Channel 4 Notes on their TV documentary about the Magdalene Asylums

Monday 16 March 21.00 WITNESS: SEX IN A COLD CLIMATE. I do not endorse any comments made in this programme since I have no first-hand knowledge of the subject.

Channel 4's award winning documentary strand returns for a new six-part series, tackling some of the more controversial moral and ethical issues of the day. Regularly the subject of critical acclaim, Witness reaffirms Channel 4's continued and unique commitment to reporting issues of religious and ethical significance on peak-time television.

Sex in a Cold Climate presents a harrowing picture of sexual intolerance in 20th Century Ireland. Using rare archive film and photographs, it tells for the first time the tragic experiences of the young women sent away to Ireland's Magdalene Asylums for their supposed sexual impropriety. This is the story of four Irish Catholic women who were condemned as teenagers to a brutal institutional life where they were cruelly punished by nuns.

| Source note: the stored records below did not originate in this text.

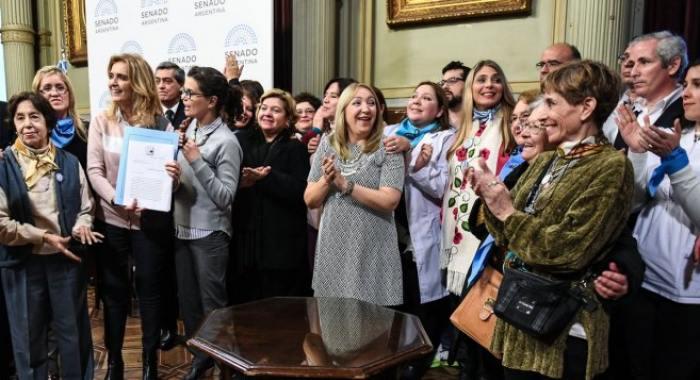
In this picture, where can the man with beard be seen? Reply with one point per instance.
(169, 81)
(554, 56)
(453, 76)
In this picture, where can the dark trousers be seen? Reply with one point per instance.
(201, 266)
(434, 315)
(653, 337)
(148, 251)
(5, 340)
(168, 291)
(48, 289)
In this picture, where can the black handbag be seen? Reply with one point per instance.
(537, 305)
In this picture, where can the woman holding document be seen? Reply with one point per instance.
(210, 161)
(134, 104)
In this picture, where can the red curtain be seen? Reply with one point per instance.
(679, 16)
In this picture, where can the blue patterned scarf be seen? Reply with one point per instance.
(484, 116)
(413, 133)
(64, 131)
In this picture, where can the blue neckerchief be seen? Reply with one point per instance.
(484, 116)
(515, 160)
(413, 133)
(479, 262)
(484, 252)
(64, 131)
(670, 164)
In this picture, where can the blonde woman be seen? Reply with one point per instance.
(485, 132)
(145, 235)
(70, 133)
(359, 186)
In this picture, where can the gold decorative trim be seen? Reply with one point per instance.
(559, 34)
(74, 26)
(415, 12)
(44, 38)
(367, 40)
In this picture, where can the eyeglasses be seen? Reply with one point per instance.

In Ireland, in a time before sex education, it fell to the Church to teach young women that chastity in thought and deed was the only protection from the sin of sex. Contraception was banned and sex before marriage was a mortal sin. Most young women were sexually ignorant and the consequences for them of any sexual activity could be horrific. If they became pregnant before marriage, or even if there was a suspicion that their chastity had been violated, they could be sent to one of Ireland's ten Magdalene asylums as punishment. Named after Mary Magdalene, the prostitute who repented and was forgiven by Jesus, the aim of these asylums was to chastise and correct Ireland's 'fallen women'.

Cast out by her family when she fell pregnant and forced to seek refuge in an institution run by nuns CHRISTINA MULCAHY gave birth to a baby boy in 1940. She was hoping to marry the father - but recalls that the nuns stopped all communication between them. However, nothing could prepare her for when the nuns removed her ten-month-old baby son for adoption without any warning. A tearful Christina remembers how she wasn't even allowed to say goodbye to him. "I was breast feeding him. It upset me so much I nearly went mad." As a single mother, Christina was again rejected by her family. Her punishment was to be sent to a Magdalene asylum in Galway where she remained for three years before escaping. She had to wait 55 years before she was reunited with her son.

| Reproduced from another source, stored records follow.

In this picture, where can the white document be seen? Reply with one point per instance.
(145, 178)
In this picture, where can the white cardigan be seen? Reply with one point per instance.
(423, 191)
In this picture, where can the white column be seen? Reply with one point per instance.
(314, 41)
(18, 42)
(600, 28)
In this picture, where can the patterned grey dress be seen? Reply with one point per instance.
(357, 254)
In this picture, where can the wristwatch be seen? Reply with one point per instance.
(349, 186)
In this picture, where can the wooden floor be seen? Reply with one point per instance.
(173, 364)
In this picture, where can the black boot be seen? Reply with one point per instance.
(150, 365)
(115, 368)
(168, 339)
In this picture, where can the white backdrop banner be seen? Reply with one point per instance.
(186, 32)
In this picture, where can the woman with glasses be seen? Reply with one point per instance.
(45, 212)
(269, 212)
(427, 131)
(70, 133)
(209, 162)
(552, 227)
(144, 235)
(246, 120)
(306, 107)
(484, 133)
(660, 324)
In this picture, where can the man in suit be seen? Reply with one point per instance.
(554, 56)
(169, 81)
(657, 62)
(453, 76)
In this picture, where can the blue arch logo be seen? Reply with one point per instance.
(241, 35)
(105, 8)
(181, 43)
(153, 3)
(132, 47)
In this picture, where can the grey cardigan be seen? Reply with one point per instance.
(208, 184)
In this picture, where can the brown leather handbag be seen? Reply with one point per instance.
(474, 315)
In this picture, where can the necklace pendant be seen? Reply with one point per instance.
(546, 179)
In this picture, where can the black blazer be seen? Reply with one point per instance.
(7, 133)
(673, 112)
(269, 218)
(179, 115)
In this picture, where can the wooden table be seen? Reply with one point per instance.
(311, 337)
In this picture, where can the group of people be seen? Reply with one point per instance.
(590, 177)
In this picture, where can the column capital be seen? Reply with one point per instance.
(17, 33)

MARTHA COONEY was sent away to a Magdalene asylum in Dublin when she was just 14 - after being indecently assaulted by a cousin. Like all girls, her head was shaved, her clothes confiscated and she was forced to work in the Magdalene laundry for no pay, from morning till night, 52 weeks a year. The labour was deeply symbolic - the purging of sin by the washing of dirty linen. "We were caged and we were powerless to do anything about it," she says. Martha was released in 1945 after four years in the asylum.

PHYLLIS VALENTINE spent eight years in Galway's Magdalene Asylum between 1956 and 1964. "The nuns were very brutal, they made you work all day," she remembers. "Then I started to rebel, I thought I'm 21, I'm going to be here forever, I want out." Phyllis was released after she went on a hunger strike and became violent towards the nuns.

BRIGID YOUNG grew up in an orphanage attached to the Limerick Magdalene asylum. She remembers "the nuns used to make us strip naked and they would be laughing and criticising us". Brigid remembers being viciously assaulted by a nun with a belt and scissors after daring to speak to a Magdalene girl. She was later sexually assaulted several times by a visiting priest. But she was unable to confide in any of the nuns for fear of retribution.

Facing life in the outside world after being locked away for so many years was an awesome challenge for these women, all of whom were emotionally scarred by the experience. The last remnants of the Magdalene asylums were closed in 1996 and although the church has kept the records secret, it is estimated that as many as 30,000 Irish women passed through the asylums this century. Some never got out.